Wednesday, 1 October 2008

Deal, Mecca of sea angling

Throughout the 1950s and 60s boat fishing festivals and competitions were always popular and well attended. Deal was well known as the ‘Mecca of Angling’ and people from all over the country entered such events. At times, prospective competitors had their entrance fee refunded as there were not enough places for them in the many charter boats that plied for hire on the beach.

The festivals were always held in winter, as it was considered that this was the best time to exploit the vast shoals of cod that frequented the area. Cod did make up the majority of the catch, however, whiting, pouting and dogfish also filled the anglers bags. The event would be run over a three day period, which included the weekend and Monday, although this was later cut down to just the Saturday and Sunday. Unfortunately the weather often took a turn for the worse in those months of October and November and it was hard pushed to get the full amount of fishing days in.

For the officers and committees of the two main angling clubs – Deal (1919) AC and Deal & Walmer AC – it was a busy time to cater for all those wishing to participate. Firstly, the clubs’ vast amount of silver cups had to be retrieved from the year before winners. These, along with the prizes, were then placed in a local shop which had a large enough window space to display the trophies. The main prize was for the greatest aggregate of sizable fish with different classes for separate species. Second and third prizes were also awarded for each class. It seemed a never ending job for the committee to get everything just right, and very few anglers realised how much work went on behind the scenes.

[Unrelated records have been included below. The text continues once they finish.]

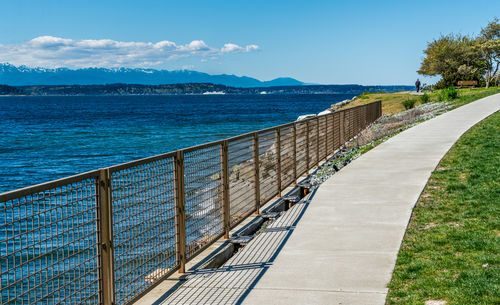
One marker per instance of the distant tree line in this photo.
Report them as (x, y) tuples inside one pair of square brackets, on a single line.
[(459, 57), (187, 88)]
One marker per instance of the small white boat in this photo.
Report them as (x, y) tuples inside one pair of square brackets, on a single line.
[(213, 92)]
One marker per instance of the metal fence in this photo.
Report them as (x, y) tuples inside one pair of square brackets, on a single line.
[(109, 235)]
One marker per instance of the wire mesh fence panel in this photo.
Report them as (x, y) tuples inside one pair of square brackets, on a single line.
[(322, 136), (336, 131), (330, 131), (267, 165), (143, 210), (286, 156), (301, 143), (357, 120), (50, 233), (241, 178), (349, 124), (313, 141), (203, 197), (49, 243)]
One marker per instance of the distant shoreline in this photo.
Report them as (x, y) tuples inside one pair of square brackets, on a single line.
[(186, 89)]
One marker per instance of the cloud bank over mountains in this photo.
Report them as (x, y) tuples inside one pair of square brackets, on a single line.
[(53, 52)]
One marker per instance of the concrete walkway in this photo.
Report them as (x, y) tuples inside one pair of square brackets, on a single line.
[(344, 248), (341, 245)]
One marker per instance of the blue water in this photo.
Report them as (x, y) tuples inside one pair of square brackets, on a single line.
[(49, 137)]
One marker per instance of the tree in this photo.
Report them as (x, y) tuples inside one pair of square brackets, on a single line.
[(489, 47), (454, 57)]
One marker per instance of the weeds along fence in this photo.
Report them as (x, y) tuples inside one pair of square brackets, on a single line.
[(109, 235)]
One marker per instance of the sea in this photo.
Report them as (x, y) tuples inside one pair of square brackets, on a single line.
[(49, 249), (44, 138)]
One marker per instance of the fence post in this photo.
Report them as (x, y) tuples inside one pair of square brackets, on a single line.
[(106, 237), (278, 160), (225, 188), (307, 147), (317, 141), (180, 210), (295, 153), (342, 128), (256, 166), (326, 136)]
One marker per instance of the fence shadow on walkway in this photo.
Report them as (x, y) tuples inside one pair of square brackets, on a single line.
[(232, 282)]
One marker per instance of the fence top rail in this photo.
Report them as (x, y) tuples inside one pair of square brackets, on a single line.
[(114, 168), (42, 187)]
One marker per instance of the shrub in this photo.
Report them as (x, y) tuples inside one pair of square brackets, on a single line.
[(452, 93), (425, 98), (448, 94), (409, 104)]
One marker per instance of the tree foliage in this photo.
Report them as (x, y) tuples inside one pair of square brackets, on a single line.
[(458, 57)]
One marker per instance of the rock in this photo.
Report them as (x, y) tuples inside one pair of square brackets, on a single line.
[(325, 112)]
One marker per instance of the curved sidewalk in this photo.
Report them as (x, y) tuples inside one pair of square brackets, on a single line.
[(345, 246)]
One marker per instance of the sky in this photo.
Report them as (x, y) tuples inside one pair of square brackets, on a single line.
[(322, 42)]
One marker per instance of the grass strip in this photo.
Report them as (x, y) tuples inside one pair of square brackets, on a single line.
[(451, 250)]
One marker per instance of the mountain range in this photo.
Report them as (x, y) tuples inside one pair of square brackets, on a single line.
[(26, 76)]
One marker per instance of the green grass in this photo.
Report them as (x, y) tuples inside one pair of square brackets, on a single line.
[(451, 250), (392, 102)]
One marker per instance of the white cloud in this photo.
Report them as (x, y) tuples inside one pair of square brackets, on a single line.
[(234, 48), (49, 51)]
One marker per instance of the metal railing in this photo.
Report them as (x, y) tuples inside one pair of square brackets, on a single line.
[(109, 235)]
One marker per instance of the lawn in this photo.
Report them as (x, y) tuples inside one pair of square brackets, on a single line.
[(451, 250), (392, 102)]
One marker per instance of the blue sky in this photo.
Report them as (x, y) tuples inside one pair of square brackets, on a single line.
[(327, 42)]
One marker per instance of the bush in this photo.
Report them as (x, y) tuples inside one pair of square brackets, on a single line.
[(448, 94), (452, 93), (409, 104), (425, 98)]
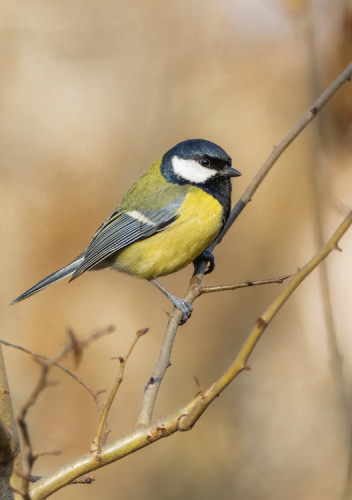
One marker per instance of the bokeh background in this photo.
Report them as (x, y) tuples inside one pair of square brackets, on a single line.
[(91, 93)]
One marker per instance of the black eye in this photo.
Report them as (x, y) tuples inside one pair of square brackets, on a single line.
[(204, 162)]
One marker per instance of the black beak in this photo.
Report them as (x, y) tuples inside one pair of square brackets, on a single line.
[(231, 172)]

On the day of the boat festival, it was up to the clubs officials to consult with the boatmen on the weather prospects. If it was deemed fit, then the rowing boats would be allowed to go afloat half an hour earlier than the motor vessels. At the end of the six hour competition the anglers were allowed thirty minutes to get their catches to the weigh-in; which was usually held in the Royal or Queens’s hotel car park just off the sea-front. All the fish had to be measured and then weighed and recorded. This procedure would take hours if a large catch was encountered; in an early 1960s boat festival over two tons of fish were caught by anglers.

The evening’s prize giving was always a grand affair. Normally the Mayor of Deal, after a speech, would have presented the trophies to the winners. Each cup won then had to be signed for and the angler’s address noted for collection the following year. Hopefully, for the angling club, everything had gone smoothly and a small profit had been attained – although the hard work that had been put in by the committee could never be evaluated financially.